I'm utterly baffled by what's happening here: https://github.com/COSIMA/libaccessom2/blob/242-era5-support/libcouple/src/accessom2.F90#L528-L530 versus https://github.com/COSIMA/libaccessom2/blob/242-era5-support/libcouple/src/accessom2.F90#L542-L544

Why would you set the forcing date back to the start but the run date to the end? And why the >= rather than > in the second (and maybe the first) block?

rmholmes commented 1 year ago

Is the first one in order to deal with the RYF forcing (which loops over a specific period of forcing dates)? I agree that it would make more sense if this was > rather than >= (although shouldn't make a difference).

The second one does not make sense to me. If the experiment date is larger than the end date then the experiment should already have ended. However, I don't feel that this could be responsible for our error, given that we're no where near the end of the run when the issue with read_data occurs.

aekiss commented 1 year ago

Yes the first one makes it repeat the forcing dataset, however long it might be (RYF, RDF, IAF or whatever). I guess it assumes the first and final forcing times can be identified with one another, hence >= not >.

The 2nd one is more mysterious. I guess it's possible to have self%exp_cur_date > self%run_end_date if the timestep isn't an integer fraction of a day. In most cases setting self%exp_cur_date = self%run_end_date will have no effect (the run terminates either way) but if the experiment date is a leap day but the forcing date is not, self%exp_cur_date will be decremented by a day so the model runs for another day: https://github.com/COSIMA/libaccessom2/blame/17f27949fd3ee554b1a66eb343d1130d7f2632d8/libcouple/src/accessom2.F90#L562 (this was added to resolve https://github.com/COSIMA/access-om2/issues/149)

But I agree with Ryan, I don't think this would cause our error.

aekiss commented 1 year ago

@rmholmes is this the fix you used for your latest test run?

Can you provide a link to a commit with your fixed libaccessom2 code so we know what to merge once we're happy with it? Ta!

rmholmes commented 1 year ago

Yep, it's on this branch: https://github.com/rmholmes/libaccessom2/tree/78-ERA5-netcdf-packing, this specific commit: https://github.com/rmholmes/libaccessom2/commit/bfa2062c1c6004f6d04e39042168b39fb474013a

aekiss commented 1 year ago

Great, thanks. Do we understand this code well enough that we're sure this fix doesn't introduce other problems?

rmholmes commented 1 year ago

There is no evidence of any issues arrising, but I can't say for sure no. I don't understand the code well enough to understand what is going wrong.

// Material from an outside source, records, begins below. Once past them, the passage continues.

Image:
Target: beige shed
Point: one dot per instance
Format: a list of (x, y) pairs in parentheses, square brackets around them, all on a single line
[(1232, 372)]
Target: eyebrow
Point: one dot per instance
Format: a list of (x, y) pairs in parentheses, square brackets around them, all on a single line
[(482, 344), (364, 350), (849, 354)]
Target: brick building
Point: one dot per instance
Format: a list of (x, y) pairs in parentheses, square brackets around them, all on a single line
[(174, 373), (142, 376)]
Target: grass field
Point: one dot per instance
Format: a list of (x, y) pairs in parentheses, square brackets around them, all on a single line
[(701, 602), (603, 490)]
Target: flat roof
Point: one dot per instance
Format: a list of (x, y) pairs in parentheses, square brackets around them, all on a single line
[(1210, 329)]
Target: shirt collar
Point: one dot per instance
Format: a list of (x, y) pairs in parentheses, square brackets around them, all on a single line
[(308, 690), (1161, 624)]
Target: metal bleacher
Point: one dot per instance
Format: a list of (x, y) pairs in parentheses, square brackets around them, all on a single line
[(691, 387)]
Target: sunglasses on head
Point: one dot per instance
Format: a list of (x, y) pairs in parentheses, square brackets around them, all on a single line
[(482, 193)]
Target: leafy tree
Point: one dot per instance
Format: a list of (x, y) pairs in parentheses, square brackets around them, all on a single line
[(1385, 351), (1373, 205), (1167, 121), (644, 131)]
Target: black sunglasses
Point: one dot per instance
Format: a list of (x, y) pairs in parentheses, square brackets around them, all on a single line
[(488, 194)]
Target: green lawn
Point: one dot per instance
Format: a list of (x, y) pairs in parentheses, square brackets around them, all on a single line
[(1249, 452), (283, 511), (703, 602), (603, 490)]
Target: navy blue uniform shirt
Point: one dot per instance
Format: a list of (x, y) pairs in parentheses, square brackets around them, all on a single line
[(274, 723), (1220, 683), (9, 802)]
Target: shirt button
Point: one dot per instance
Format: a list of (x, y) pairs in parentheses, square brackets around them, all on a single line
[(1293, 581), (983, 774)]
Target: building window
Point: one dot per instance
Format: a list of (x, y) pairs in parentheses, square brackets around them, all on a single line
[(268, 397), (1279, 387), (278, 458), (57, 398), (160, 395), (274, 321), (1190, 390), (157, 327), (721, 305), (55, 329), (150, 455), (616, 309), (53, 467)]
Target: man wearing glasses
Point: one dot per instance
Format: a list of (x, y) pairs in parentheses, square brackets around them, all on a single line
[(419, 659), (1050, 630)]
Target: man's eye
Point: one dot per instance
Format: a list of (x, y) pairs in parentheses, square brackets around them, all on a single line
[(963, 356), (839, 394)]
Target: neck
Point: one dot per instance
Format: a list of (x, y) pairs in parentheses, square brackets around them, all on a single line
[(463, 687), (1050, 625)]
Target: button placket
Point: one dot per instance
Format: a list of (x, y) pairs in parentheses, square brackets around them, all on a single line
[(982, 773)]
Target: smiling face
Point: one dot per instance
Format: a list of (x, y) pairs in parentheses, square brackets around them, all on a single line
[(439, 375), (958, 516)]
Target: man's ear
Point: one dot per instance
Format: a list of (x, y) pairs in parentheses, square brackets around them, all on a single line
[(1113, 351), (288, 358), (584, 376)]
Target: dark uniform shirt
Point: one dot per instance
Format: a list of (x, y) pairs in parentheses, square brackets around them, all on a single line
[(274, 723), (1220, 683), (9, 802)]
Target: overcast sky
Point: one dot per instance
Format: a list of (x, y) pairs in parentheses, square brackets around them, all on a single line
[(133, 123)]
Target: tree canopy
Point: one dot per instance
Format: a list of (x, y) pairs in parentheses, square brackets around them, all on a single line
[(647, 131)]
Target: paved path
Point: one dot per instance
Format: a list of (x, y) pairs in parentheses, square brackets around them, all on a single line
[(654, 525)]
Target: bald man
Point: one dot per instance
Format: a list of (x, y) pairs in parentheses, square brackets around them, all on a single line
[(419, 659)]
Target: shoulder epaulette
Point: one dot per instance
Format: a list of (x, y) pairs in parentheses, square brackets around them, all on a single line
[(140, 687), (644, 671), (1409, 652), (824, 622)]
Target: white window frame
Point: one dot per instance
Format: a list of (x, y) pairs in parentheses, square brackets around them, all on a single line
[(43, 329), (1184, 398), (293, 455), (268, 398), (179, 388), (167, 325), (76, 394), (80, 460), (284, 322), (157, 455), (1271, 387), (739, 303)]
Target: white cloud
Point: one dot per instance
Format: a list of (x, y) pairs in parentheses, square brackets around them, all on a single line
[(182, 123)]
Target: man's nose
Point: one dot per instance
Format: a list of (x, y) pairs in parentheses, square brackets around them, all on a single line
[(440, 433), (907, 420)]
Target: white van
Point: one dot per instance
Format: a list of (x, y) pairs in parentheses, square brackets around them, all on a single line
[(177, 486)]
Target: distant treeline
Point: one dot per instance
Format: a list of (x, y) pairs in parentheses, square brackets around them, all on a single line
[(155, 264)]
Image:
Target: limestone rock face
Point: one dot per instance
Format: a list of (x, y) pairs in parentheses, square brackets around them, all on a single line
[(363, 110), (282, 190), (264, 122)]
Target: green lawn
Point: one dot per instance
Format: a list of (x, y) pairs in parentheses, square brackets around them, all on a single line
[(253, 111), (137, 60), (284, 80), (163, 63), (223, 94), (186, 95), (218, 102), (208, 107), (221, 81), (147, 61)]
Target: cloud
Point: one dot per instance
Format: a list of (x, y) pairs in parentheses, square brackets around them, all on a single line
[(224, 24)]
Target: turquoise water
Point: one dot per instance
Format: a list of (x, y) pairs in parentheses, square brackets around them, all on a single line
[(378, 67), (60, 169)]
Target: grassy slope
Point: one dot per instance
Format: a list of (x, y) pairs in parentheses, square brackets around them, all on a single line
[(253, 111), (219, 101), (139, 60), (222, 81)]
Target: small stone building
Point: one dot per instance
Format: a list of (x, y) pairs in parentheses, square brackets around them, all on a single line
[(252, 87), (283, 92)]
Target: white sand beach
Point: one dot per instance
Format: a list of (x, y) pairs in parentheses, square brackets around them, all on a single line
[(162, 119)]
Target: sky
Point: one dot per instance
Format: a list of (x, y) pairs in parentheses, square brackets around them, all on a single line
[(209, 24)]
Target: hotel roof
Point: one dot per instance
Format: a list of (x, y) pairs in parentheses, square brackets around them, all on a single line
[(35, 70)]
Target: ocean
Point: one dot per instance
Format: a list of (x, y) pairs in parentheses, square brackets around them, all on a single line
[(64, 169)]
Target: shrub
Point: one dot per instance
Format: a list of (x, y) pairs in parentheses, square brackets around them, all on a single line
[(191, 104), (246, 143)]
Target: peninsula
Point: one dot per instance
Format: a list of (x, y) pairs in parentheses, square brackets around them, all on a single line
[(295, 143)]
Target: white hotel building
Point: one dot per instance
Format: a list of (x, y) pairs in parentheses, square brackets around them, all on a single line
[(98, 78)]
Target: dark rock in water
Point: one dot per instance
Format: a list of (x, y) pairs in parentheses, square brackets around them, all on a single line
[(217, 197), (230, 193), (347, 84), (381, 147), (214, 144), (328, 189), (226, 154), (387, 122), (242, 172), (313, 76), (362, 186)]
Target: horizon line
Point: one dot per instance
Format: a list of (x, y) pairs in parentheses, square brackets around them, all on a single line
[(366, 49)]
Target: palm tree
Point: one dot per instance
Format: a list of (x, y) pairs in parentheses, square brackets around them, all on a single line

However, I think it's clear that what the fix does is prevent the scale_factor and add_offset being applied to the data twice - which was previously resulting in completely crazy values (for just one forcing time step). I speculate that the forcing data for that same forcing time step (in between the two months) may still be incorrect. I.e. it could be applying a copy of the forcing from the previous forcing time step again. However, it seems to me that the impact that this kind of error could have on the simulation is very minor.